Call it feminism, critical race theory, critical legal studies, queer theory, whatever: It's all shrapnel from the same postmodern bomb, broadly speaking. These doctrines haven't all been terrible for America, but their misapplication and over-application have. Scientists take responsibility for the damage they do. English professors take speaking fees. Conservatism, which does not fetishize the masses, understands that even an intelligent idea can have horrific consequences if let loose upon a society. The uninformed, the lazy, the affected, the ambitious, and the dumb can adopt sharp-edged ideas and use them as blunt cudgels if we are not careful. The authors of postmodernism have not been careful.

I keep thinking of the exchange in the film A Fish Called Wanda. Otto, played by Kevin Kline, is an idiot and a bully who also fancies himself an intellectual (he thinks the central message of Buddhism was "every man for himself"). Wanda, played by Jamie Lee Curtis, says to him: "To call you stupid would be an insult to stupid people! I've known sheep who could outwit you.

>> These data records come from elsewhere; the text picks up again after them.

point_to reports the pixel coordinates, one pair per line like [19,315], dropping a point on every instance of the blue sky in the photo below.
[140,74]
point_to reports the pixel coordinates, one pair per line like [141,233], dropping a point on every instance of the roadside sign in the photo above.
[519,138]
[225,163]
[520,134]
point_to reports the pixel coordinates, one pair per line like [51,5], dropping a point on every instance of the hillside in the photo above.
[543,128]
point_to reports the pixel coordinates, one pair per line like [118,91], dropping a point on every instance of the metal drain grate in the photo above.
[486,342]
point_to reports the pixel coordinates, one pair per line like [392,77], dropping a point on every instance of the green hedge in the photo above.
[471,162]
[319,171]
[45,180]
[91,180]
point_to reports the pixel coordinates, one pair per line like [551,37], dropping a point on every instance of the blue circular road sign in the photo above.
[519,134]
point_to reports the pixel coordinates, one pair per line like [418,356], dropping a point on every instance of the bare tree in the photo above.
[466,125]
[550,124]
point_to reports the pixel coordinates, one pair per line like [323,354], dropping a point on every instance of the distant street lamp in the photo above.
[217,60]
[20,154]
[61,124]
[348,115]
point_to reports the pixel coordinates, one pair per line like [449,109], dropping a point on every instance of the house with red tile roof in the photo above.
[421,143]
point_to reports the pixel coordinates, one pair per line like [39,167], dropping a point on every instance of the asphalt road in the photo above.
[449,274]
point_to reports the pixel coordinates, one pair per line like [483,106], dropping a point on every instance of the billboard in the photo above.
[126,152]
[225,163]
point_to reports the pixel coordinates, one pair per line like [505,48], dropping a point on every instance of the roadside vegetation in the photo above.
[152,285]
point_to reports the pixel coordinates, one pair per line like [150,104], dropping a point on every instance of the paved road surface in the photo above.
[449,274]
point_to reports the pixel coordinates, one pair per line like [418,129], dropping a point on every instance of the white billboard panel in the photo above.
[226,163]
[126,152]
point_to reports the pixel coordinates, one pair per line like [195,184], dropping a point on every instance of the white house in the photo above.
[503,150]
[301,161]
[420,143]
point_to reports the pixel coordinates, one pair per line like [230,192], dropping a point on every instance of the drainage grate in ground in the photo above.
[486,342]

I've worn dresses with higher IQs, but you think you're an intellectual, don't you, ape?"

Otto objects, "Apes don't read philosophy."

To which Wanda replies, "Yes they do, Otto, they just don't understand it!"

There are legions of Ottos out there who believe postmodernism means there is no truth, no right, no wrong, no good, no bad. They believe it because they either misunderstood Fish and his disciples or because they understood them all too well.

Stanley Fish knows all this. And, a few throwaway lines notwithstanding, he clearly thinks it's great. Indeed, if he didn't think so he would not devote his energies to defending postmodernism. Rather, he would, like Dr. Frankenstein, run through the village trying to make amends for the damage all of his Ottos have done.